Find Training Image Dataset from here
Model was compiled, with loss=sparseCategoricalCrossentropy(), optimizer adam, for 7 epochs, and the training(train_gen) and testing(val_gen) datasets were passed and the network trained. The loss vs epochs as well as the accuracy vs epoch plots were plotted, using matplotlib library.
The model was saved using model.save('/content/drive/MyDrive/ML Project/model',overwrite = True).
This file does three things
- Text detection: Identifies the location of and crops each character(letters, symbols, numbers) present in the image.
- Recognition: Predicts each of the character present in the image(character is obtained from text image), using convolutional network, forming a string in the same order as was present in the image.
- Searching Products: Using AutoScraper, the reactants in text string format, is used to search the products of the reaction online, and the solution is presented to the user.
Short explaination of functions defined:
- add_border: Adds a white border around the image given as input i.e img to the funtion. The border is of width bordersize.
- predict_char: It takes x1,x2,y1,y2 as input to get location of concerned character from img. Using pretrained model its predict the charcter class the image belongs to.
- find_edges: It creates partitions between adjacent characters present in the image. The logic here is to compress the image to a 1D array, with ith index denoting the sum of the elements(pixel values) of the ith column in the image. For blank regions(all pixel values 0 for the column), this sum is 0, while for regions where the character is present(nonzero pixel values), this sum is nonzero. By taking the xor of adjacent indices of the 1D array(which will be 1 if the adjacent indices hold different values), we can identify the starting and ending points of a character in the image and thus create partitions.
- find_character: Using find_edges, it uses the cropped/isolated region of the image and then passes this cropped region of the given imag, to predict_char function, which predicts the character present in the cropped region using the cnn model.

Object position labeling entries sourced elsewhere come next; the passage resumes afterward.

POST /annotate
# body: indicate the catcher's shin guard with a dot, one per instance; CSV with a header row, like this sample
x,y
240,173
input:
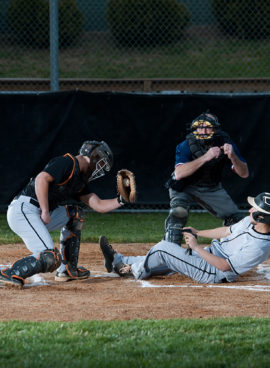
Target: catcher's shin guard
x,y
47,261
70,240
174,223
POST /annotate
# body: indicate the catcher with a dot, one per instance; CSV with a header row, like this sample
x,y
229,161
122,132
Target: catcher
x,y
39,208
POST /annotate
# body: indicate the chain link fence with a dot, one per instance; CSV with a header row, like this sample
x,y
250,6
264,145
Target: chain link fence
x,y
135,45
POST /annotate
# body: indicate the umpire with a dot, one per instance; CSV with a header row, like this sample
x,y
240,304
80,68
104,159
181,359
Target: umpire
x,y
200,159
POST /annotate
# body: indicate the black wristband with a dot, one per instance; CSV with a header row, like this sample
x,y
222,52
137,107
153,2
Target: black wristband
x,y
120,200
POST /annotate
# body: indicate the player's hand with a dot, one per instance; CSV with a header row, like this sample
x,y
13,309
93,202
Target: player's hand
x,y
45,217
228,150
190,228
213,152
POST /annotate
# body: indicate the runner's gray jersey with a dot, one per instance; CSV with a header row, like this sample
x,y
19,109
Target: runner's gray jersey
x,y
244,248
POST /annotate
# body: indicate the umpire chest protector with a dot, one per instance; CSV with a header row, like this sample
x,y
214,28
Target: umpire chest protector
x,y
210,173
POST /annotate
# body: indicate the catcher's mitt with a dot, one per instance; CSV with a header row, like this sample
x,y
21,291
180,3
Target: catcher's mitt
x,y
126,185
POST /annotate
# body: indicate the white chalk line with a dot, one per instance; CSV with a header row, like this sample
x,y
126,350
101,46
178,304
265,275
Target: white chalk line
x,y
147,284
262,269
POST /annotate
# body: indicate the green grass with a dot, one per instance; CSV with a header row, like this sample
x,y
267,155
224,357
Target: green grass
x,y
98,57
121,227
234,342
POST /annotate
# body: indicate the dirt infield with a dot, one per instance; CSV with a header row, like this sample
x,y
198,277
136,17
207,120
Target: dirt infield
x,y
107,297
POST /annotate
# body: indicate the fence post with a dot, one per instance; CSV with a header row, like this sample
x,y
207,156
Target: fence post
x,y
54,45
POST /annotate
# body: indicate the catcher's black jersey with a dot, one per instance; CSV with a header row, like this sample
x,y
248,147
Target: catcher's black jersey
x,y
69,183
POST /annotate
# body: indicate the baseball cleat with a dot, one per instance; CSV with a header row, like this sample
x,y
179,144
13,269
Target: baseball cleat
x,y
9,280
82,273
108,252
123,269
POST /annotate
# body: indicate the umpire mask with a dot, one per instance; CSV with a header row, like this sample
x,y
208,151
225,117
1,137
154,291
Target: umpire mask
x,y
262,204
204,121
100,155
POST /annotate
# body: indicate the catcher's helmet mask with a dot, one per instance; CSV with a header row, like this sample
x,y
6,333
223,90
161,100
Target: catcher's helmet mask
x,y
100,155
262,204
205,120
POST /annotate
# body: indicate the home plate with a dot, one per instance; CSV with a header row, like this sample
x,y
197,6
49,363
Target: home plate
x,y
97,274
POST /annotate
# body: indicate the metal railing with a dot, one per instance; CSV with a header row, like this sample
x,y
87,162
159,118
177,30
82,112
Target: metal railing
x,y
135,45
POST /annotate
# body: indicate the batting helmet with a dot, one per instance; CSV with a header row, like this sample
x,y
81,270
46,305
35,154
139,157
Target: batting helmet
x,y
100,155
205,120
262,203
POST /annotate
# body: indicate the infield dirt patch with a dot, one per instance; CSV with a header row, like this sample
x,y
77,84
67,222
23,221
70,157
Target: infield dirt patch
x,y
108,297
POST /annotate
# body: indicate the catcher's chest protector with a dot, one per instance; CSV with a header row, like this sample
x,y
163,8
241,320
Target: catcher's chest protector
x,y
74,184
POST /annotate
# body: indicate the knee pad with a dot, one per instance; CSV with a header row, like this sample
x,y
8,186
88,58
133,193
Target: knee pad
x,y
47,261
70,239
174,223
76,219
179,212
50,260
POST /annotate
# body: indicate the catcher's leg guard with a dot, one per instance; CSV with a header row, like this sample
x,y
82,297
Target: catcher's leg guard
x,y
47,261
70,240
174,223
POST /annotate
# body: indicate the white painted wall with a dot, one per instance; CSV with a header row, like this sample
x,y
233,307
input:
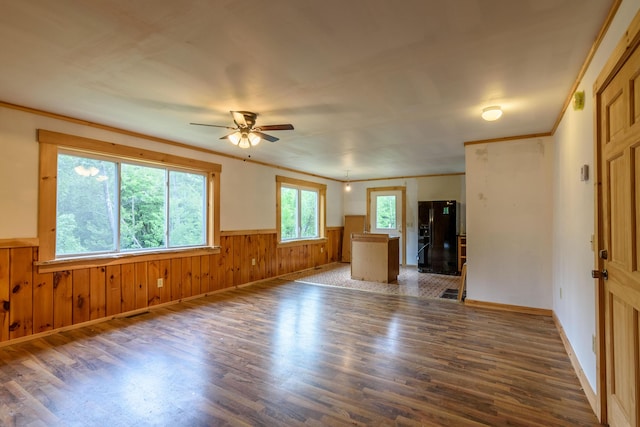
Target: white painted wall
x,y
509,219
572,255
247,189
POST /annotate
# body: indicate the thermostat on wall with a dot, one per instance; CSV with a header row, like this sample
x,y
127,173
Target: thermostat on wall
x,y
584,173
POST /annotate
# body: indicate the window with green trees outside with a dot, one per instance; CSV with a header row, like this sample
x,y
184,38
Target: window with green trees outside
x,y
107,205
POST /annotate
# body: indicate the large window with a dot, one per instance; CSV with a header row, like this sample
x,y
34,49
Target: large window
x,y
386,212
110,199
108,205
301,209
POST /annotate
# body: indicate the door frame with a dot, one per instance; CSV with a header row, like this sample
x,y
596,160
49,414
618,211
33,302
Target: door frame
x,y
403,191
620,54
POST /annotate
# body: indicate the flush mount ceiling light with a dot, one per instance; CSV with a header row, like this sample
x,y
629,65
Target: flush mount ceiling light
x,y
492,113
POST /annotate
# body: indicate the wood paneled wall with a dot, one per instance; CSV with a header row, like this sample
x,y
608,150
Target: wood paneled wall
x,y
33,303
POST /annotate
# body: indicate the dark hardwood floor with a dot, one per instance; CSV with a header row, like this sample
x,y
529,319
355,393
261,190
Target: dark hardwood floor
x,y
284,353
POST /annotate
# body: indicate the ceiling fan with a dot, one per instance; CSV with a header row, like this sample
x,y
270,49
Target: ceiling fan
x,y
246,134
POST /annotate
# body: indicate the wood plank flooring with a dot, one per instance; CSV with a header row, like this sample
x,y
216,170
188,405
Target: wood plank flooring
x,y
285,353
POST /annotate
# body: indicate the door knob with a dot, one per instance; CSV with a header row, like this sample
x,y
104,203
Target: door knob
x,y
597,274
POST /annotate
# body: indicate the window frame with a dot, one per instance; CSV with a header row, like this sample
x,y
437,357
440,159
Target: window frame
x,y
50,143
322,210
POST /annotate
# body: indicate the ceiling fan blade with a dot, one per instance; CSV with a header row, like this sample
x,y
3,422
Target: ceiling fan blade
x,y
275,127
265,136
215,126
238,117
228,135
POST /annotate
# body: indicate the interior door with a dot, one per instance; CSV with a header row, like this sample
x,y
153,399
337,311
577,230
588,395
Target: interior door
x,y
386,208
618,165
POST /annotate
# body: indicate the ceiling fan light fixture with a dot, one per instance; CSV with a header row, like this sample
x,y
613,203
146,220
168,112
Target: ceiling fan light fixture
x,y
492,113
235,138
244,142
254,139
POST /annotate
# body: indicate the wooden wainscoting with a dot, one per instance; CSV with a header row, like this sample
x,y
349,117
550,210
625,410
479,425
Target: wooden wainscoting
x,y
36,303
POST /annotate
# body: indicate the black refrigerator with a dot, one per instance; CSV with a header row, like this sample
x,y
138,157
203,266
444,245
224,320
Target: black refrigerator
x,y
437,239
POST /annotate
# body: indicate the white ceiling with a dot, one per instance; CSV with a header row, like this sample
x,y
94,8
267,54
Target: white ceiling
x,y
379,88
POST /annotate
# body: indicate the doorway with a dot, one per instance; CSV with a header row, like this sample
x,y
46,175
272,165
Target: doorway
x,y
386,213
618,228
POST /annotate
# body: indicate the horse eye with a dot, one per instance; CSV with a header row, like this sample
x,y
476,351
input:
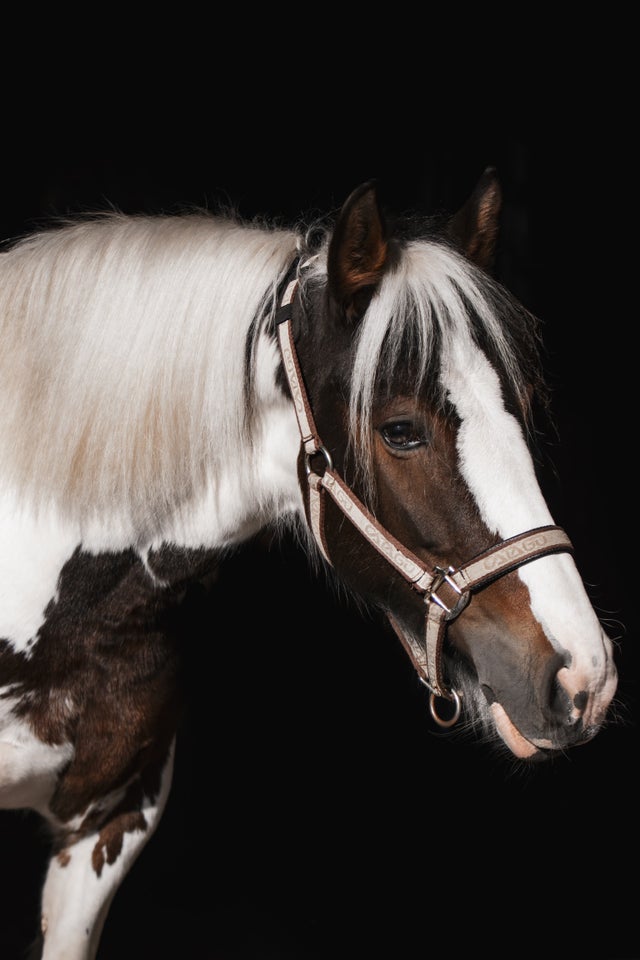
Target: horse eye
x,y
403,435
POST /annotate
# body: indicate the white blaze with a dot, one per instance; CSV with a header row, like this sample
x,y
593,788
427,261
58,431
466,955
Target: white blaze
x,y
498,469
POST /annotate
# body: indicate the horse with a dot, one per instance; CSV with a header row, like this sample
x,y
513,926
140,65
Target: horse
x,y
172,386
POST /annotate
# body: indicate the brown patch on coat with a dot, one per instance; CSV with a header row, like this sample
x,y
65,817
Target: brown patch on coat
x,y
106,675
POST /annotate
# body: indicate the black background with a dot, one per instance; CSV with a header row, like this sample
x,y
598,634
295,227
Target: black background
x,y
316,812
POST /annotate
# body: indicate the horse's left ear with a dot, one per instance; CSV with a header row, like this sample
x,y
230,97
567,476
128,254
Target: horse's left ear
x,y
358,251
475,226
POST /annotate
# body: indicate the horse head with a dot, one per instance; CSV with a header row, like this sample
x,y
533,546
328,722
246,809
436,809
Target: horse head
x,y
421,372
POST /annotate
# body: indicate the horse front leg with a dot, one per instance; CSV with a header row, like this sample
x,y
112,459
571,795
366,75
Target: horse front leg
x,y
87,867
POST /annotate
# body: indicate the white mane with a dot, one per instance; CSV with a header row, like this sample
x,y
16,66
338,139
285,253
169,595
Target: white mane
x,y
126,341
123,358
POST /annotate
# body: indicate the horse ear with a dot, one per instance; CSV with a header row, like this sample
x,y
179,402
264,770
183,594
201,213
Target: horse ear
x,y
475,226
358,251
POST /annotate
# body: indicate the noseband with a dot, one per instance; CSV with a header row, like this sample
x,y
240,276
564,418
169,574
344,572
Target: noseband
x,y
446,590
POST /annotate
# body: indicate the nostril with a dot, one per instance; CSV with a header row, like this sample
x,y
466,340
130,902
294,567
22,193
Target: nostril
x,y
580,701
559,700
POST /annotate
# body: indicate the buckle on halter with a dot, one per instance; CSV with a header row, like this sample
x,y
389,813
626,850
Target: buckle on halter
x,y
443,575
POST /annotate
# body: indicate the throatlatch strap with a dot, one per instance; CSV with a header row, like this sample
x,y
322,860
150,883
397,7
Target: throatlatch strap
x,y
446,590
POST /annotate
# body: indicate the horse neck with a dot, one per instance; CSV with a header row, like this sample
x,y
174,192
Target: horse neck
x,y
138,418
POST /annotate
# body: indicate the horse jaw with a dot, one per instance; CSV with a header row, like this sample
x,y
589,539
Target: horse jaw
x,y
522,748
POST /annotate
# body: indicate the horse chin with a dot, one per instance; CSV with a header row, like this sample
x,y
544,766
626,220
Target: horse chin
x,y
522,748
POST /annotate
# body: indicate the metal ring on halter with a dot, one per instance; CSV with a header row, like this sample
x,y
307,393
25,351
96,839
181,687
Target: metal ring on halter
x,y
320,451
457,707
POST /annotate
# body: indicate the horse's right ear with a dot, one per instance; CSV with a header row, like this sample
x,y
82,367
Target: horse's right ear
x,y
358,251
475,226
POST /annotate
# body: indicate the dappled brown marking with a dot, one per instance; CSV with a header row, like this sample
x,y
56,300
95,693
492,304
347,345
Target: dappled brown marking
x,y
106,672
111,837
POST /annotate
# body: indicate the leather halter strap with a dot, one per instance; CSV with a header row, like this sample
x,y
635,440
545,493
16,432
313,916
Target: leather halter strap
x,y
446,590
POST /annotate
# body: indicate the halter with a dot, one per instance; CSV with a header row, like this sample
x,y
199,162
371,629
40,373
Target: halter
x,y
446,590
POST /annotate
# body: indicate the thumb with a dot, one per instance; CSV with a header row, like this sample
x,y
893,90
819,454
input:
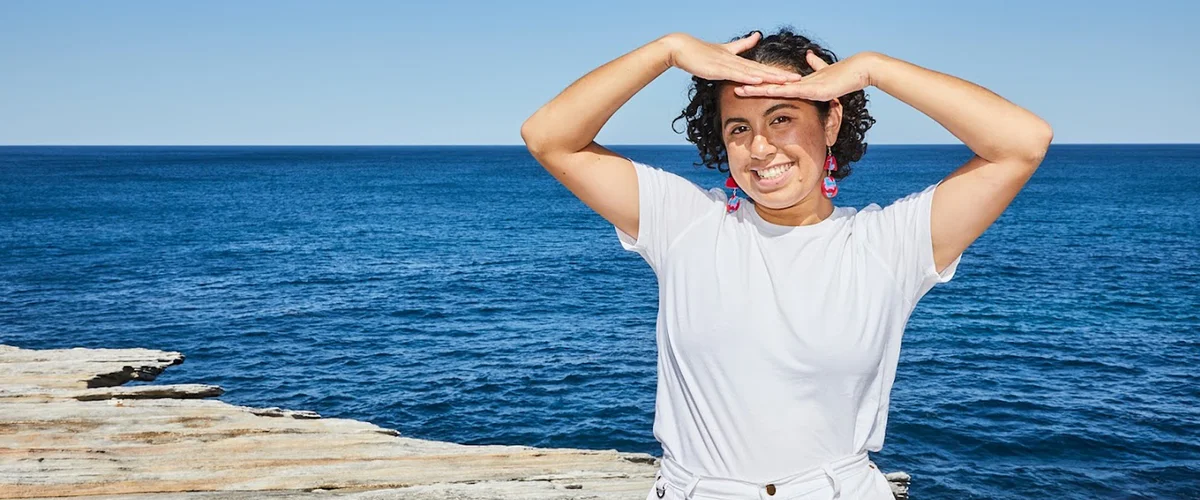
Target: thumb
x,y
739,46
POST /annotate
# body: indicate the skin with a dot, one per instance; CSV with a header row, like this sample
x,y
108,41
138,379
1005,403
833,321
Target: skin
x,y
761,132
1008,140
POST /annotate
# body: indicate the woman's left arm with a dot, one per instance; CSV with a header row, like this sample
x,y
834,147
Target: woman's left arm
x,y
1008,140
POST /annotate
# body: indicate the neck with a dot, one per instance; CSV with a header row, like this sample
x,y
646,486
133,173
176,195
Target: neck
x,y
805,212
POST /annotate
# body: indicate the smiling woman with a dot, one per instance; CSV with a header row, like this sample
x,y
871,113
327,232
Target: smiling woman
x,y
791,301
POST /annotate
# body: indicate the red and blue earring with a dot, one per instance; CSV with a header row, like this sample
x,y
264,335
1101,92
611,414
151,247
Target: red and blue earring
x,y
733,202
829,187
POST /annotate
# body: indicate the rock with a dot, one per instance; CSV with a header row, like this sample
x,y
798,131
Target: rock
x,y
180,391
66,429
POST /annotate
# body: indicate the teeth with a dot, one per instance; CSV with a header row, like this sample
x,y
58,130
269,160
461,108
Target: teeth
x,y
774,172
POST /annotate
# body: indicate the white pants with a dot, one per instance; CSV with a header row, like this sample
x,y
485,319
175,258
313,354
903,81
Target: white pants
x,y
853,477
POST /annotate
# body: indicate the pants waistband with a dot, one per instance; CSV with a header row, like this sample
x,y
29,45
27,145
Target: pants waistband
x,y
828,475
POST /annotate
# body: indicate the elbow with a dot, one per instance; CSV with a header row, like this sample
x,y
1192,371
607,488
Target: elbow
x,y
1037,143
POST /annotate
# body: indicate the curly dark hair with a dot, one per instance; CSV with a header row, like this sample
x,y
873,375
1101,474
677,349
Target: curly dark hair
x,y
786,49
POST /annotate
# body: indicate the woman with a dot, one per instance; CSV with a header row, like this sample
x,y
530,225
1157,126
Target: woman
x,y
780,320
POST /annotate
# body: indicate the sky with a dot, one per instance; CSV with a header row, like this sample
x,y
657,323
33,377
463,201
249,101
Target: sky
x,y
471,72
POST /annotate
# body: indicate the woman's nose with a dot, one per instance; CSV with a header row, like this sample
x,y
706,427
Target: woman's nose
x,y
761,148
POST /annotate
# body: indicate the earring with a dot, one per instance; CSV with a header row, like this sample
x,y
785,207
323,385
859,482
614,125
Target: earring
x,y
829,187
733,203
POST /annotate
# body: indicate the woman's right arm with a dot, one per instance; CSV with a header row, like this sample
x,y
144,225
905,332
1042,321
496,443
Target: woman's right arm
x,y
561,134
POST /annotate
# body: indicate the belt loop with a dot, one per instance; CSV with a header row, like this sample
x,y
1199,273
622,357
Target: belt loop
x,y
833,477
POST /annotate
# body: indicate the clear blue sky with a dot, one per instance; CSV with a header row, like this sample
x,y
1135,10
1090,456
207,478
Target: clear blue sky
x,y
469,72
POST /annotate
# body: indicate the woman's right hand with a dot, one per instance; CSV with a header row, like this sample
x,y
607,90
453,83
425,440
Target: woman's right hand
x,y
720,61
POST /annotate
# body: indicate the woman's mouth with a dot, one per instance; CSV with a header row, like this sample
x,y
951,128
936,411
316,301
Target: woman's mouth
x,y
774,175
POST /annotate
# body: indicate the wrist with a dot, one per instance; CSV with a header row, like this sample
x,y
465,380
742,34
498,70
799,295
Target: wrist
x,y
875,66
666,48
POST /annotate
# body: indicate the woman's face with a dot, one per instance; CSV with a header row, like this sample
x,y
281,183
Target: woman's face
x,y
777,146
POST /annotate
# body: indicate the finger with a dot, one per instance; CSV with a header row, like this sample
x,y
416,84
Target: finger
x,y
792,90
739,46
816,61
761,90
769,72
735,73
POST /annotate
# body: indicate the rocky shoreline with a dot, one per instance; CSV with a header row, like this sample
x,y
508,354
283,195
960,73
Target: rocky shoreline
x,y
70,428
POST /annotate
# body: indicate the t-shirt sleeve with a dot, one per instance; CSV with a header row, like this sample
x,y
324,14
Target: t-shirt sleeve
x,y
667,205
901,234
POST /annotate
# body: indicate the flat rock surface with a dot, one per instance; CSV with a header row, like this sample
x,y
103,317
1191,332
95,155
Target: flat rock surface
x,y
66,431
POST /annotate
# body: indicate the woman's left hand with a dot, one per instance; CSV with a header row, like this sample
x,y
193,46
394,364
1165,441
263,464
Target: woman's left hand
x,y
826,83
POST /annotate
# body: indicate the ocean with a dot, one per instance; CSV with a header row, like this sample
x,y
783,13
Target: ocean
x,y
461,294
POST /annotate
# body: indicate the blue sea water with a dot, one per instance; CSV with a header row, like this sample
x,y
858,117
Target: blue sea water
x,y
461,294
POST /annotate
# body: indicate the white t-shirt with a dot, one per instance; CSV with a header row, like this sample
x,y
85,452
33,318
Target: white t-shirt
x,y
778,344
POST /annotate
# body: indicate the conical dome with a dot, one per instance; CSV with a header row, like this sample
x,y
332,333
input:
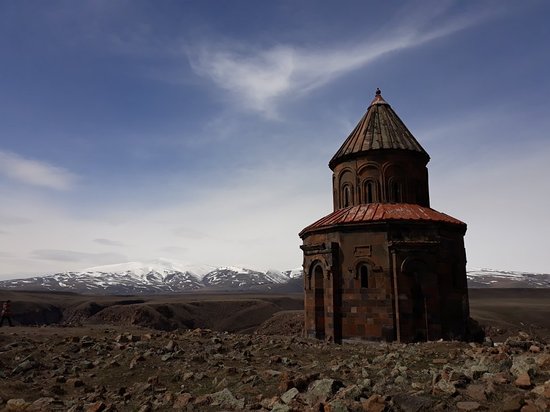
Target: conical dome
x,y
379,129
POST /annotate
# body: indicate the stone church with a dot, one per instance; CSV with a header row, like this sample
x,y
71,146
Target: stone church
x,y
384,265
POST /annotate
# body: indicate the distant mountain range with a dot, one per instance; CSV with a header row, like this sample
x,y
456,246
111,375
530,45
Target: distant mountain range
x,y
491,278
164,276
160,276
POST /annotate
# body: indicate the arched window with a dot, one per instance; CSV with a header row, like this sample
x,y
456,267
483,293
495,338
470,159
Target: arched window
x,y
364,276
370,192
396,192
346,196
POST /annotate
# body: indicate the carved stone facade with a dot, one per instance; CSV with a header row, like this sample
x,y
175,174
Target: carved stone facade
x,y
384,265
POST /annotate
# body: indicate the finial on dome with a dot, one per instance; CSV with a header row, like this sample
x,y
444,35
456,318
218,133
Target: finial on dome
x,y
378,99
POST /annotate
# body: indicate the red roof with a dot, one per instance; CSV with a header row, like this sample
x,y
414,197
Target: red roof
x,y
381,212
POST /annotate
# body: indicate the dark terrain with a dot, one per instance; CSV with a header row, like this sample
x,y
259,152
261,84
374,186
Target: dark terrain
x,y
245,352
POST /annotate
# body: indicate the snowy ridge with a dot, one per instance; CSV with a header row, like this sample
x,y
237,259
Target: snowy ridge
x,y
492,278
157,276
167,276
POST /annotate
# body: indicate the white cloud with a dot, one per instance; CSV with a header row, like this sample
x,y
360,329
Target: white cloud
x,y
34,172
258,78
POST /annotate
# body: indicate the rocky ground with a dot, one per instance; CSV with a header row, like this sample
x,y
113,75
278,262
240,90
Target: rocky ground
x,y
110,368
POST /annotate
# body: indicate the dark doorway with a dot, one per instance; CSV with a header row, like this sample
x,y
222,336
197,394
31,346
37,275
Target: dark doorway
x,y
419,286
319,303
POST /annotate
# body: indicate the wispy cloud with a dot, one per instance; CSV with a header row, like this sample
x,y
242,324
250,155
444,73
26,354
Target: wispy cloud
x,y
74,256
34,172
108,242
259,78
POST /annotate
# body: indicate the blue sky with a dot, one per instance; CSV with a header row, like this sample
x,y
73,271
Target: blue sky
x,y
201,131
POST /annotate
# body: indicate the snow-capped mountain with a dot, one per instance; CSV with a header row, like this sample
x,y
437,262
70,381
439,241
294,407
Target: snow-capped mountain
x,y
159,276
167,276
491,278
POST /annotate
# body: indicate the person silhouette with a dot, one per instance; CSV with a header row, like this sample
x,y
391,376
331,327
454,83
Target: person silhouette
x,y
6,313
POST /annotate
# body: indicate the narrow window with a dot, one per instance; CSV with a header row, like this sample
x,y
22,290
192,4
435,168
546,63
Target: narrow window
x,y
395,190
369,192
364,276
346,196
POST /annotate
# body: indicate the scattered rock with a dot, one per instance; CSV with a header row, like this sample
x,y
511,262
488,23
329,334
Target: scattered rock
x,y
467,406
523,381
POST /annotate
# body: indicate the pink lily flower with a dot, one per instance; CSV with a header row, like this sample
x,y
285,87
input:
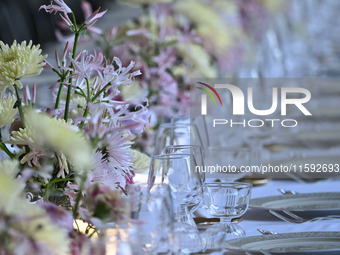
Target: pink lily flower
x,y
91,18
59,7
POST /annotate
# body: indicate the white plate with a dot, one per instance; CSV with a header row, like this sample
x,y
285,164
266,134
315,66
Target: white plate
x,y
328,201
292,243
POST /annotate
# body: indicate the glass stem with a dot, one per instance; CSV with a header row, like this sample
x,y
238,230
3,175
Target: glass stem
x,y
225,220
183,215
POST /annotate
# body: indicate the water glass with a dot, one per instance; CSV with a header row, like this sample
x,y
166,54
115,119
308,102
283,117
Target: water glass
x,y
152,215
225,201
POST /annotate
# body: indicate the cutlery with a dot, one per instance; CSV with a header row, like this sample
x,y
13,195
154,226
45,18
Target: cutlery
x,y
266,232
287,192
293,218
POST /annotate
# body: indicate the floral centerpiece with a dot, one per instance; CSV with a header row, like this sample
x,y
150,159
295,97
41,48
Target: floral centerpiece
x,y
175,41
77,153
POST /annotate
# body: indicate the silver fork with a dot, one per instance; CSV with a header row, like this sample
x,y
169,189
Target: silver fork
x,y
293,218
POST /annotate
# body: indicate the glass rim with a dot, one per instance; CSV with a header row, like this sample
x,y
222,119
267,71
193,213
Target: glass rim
x,y
228,184
171,156
175,125
220,148
183,146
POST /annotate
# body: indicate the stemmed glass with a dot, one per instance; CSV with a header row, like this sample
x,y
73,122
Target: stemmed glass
x,y
178,171
176,134
152,214
225,201
225,163
196,152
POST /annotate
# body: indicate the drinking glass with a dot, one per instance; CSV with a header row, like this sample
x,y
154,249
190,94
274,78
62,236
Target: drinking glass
x,y
175,134
152,215
225,201
225,163
178,171
195,150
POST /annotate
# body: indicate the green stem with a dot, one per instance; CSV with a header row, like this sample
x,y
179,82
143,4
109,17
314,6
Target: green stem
x,y
69,89
57,102
5,149
18,104
80,191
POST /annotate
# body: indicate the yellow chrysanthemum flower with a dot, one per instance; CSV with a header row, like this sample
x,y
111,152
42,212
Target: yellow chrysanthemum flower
x,y
7,110
142,2
201,62
19,61
34,223
209,24
62,137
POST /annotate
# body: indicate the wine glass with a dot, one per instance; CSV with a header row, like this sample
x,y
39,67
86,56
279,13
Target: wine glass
x,y
152,214
225,201
196,151
178,171
176,134
225,163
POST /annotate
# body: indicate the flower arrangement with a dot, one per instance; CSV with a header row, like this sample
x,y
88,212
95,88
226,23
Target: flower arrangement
x,y
77,153
175,41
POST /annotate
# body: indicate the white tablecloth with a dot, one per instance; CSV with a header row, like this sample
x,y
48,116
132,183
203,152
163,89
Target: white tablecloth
x,y
254,219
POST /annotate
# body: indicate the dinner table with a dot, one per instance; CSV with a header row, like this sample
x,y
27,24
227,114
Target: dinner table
x,y
261,218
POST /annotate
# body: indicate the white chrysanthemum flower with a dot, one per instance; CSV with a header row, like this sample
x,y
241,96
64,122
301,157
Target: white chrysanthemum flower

- find_result: It search the reaction from a website named chemequations.com using AutoScraper liabrary.
- find_reaction:Using OpenCV it reads image from the path. Then it detects the location of the text and makes bounding boxes around each character, passing it further to find_character function and multiple iterations are performed for identifying all characters present in the image. Using a loop the same is extracted and stored in a string which is then used for searching online using Autoscraper.
Find the test images from this zip file. You may find more from here
- With more data the accuracy of model can be improved
- Major part of data was of computer generated fonts, adding hand written text image the model can be more generalised.
- The image preprocessing before prediction, have a sound scope of improvment.